I have been using the Poppler library for some time, over a series of various projects. It’s an open source set of libraries and command line tools, very useful for dealing with PDF files. Poppler is targeted primarily for the Linux environment, but the developers have included Windows support as well in the source code. Getting the executables (exe) and/or dlls for the latest version however is very difficult on Windows. So after years of pain, I jumped on oDesk and contracted Ilya Kitaev, to both compile with Microsoft Visual Studio, and also prepare automated tools for easy compiling in the future. Update: MSVC isn’t very well supported, these days the download is based off MinGW.
So now, you can run the following utilities from Windows!
- PDFToText – Extract all the text from PDF document. I suggest you use the -Layout option for getting the content in the right order.
- PDFToHTML – Which I use with the -xml option to get an XML file listing all of the text segments’ text, position and size, very handy for processing in C#
- PDFToCairo – For exporting to images types, including SVG!
- Many more smaller utilities
Latest binary : poppler-0.67.0_x86
Windows Subsystem for Linux (WSL) is a great option for many windows users and developers. You can enable WSL and install Ubuntu if you are not using the “S” edition of Windows.
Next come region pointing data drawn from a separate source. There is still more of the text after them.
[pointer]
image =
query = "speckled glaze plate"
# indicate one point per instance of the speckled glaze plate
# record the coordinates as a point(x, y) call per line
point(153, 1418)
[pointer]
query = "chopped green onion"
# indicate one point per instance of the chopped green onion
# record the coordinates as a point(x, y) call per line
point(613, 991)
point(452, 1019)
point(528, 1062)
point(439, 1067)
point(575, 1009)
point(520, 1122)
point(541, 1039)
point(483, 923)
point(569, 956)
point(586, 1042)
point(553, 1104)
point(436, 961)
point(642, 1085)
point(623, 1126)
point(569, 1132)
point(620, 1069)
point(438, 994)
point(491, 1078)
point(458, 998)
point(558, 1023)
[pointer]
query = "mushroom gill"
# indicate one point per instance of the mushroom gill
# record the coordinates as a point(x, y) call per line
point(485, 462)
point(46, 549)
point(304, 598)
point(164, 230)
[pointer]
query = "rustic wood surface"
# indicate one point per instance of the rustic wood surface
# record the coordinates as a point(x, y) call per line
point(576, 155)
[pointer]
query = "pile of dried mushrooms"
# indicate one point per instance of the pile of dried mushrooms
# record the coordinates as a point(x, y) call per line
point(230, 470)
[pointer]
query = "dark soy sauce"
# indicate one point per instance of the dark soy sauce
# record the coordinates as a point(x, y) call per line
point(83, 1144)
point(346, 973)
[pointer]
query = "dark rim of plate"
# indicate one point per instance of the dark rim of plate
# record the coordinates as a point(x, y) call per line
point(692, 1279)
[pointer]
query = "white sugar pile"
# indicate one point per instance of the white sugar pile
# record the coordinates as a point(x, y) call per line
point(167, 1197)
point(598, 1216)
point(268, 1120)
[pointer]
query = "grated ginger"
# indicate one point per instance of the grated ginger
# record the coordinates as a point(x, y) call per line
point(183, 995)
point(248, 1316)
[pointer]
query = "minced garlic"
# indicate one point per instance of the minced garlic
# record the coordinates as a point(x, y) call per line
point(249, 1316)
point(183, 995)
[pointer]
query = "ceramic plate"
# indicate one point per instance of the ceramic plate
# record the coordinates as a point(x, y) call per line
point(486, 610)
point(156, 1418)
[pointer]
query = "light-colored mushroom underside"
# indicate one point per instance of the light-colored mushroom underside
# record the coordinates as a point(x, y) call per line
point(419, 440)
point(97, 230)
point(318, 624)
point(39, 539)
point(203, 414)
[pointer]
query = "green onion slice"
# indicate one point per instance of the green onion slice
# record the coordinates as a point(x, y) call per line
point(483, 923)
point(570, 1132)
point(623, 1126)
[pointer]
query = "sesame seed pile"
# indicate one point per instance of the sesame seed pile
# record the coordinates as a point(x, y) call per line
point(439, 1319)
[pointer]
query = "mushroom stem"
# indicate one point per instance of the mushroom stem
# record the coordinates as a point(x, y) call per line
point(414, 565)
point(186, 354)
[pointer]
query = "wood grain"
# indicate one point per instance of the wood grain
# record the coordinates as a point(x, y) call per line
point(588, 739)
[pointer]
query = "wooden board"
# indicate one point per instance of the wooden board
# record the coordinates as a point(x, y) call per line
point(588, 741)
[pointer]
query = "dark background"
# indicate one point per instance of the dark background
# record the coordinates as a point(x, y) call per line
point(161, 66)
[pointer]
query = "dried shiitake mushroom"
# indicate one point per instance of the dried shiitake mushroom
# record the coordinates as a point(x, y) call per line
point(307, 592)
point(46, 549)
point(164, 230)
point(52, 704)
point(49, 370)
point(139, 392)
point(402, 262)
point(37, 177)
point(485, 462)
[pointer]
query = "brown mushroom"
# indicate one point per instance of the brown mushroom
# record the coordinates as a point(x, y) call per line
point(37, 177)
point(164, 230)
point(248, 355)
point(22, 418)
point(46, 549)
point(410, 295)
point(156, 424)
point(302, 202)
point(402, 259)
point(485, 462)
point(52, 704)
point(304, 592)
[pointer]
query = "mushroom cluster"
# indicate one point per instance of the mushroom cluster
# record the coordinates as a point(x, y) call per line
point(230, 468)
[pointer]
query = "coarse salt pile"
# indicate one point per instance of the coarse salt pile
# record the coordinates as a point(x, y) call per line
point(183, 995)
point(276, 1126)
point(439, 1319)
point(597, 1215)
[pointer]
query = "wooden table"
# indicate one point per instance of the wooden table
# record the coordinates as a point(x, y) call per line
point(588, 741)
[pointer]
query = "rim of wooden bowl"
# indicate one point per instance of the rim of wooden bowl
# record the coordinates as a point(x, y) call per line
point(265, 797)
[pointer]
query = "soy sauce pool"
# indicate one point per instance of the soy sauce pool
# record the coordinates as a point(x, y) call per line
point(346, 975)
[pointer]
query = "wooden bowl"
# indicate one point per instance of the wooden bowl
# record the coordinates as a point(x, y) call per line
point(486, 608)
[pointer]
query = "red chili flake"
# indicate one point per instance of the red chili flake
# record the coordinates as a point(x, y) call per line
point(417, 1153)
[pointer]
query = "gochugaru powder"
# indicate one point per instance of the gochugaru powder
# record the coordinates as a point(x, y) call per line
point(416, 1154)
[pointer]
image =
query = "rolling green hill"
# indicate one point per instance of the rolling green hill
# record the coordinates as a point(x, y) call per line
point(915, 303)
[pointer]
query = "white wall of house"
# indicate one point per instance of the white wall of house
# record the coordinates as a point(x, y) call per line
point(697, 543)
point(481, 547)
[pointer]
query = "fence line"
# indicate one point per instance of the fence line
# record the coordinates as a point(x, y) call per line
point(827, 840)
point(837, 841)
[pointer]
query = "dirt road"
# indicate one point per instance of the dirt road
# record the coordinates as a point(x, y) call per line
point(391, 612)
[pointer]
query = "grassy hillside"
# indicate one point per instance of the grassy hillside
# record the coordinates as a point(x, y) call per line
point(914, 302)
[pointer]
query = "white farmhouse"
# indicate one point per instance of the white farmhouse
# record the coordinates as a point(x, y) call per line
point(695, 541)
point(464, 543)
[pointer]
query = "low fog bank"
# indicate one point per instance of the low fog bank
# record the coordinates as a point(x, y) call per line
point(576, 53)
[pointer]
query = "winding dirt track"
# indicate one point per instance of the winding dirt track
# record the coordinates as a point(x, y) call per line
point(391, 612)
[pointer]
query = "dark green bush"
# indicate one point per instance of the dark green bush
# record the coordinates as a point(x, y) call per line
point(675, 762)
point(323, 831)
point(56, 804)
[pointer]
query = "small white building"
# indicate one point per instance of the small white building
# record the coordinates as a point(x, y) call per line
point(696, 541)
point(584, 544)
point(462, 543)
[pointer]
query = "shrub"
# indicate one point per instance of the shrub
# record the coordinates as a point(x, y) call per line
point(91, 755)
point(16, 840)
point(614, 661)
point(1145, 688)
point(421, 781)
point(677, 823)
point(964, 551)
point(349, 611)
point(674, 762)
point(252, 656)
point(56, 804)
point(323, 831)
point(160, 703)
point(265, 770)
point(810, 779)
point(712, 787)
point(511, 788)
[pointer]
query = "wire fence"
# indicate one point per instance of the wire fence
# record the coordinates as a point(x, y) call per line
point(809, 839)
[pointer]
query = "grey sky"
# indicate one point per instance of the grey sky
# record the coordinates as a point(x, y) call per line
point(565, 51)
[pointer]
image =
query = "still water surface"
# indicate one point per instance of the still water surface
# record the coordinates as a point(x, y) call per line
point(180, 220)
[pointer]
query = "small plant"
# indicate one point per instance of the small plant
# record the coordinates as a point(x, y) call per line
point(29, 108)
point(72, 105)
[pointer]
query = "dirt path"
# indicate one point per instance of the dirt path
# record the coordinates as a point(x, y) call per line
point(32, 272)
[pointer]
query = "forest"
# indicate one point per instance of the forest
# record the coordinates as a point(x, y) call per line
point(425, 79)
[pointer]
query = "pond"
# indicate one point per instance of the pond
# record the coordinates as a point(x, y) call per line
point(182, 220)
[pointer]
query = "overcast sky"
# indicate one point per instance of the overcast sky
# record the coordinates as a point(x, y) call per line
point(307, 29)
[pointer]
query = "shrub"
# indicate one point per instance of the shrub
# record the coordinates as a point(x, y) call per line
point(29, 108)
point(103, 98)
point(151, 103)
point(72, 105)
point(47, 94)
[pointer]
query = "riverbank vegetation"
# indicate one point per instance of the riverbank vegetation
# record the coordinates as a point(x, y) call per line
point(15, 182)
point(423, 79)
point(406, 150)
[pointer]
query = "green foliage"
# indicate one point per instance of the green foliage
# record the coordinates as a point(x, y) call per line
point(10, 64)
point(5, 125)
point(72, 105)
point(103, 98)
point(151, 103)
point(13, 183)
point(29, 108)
Then you can simply install “sudo apt install poppler-utils”. If you’re a developer, you can still start the ubuntu based poppler tool(s) using the wsl command: “wsl pdftocairo …”
As it turns out though, your poppler version will be limited to a given distribution of Ubuntu at the time. 18.04 uses poppler 0.62. So in some ways our work on windows compiling can be better – it gives you the latest version.
If you need perfect support for QT and other missing features of our mingw Windows built version, then WSL might be the best way to go. I’m guessing the WSL/Ubuntu version is 64 bit for instance.
It would be nice if the Poppler team built a mmap IPC convention for processing PDF files. That way the process (either WSL or Mingw) could continue running, and process PDFs based on requests received, and returning the output to the caller. Like a server. It could also be much simpler, if it just ran as a simple web server.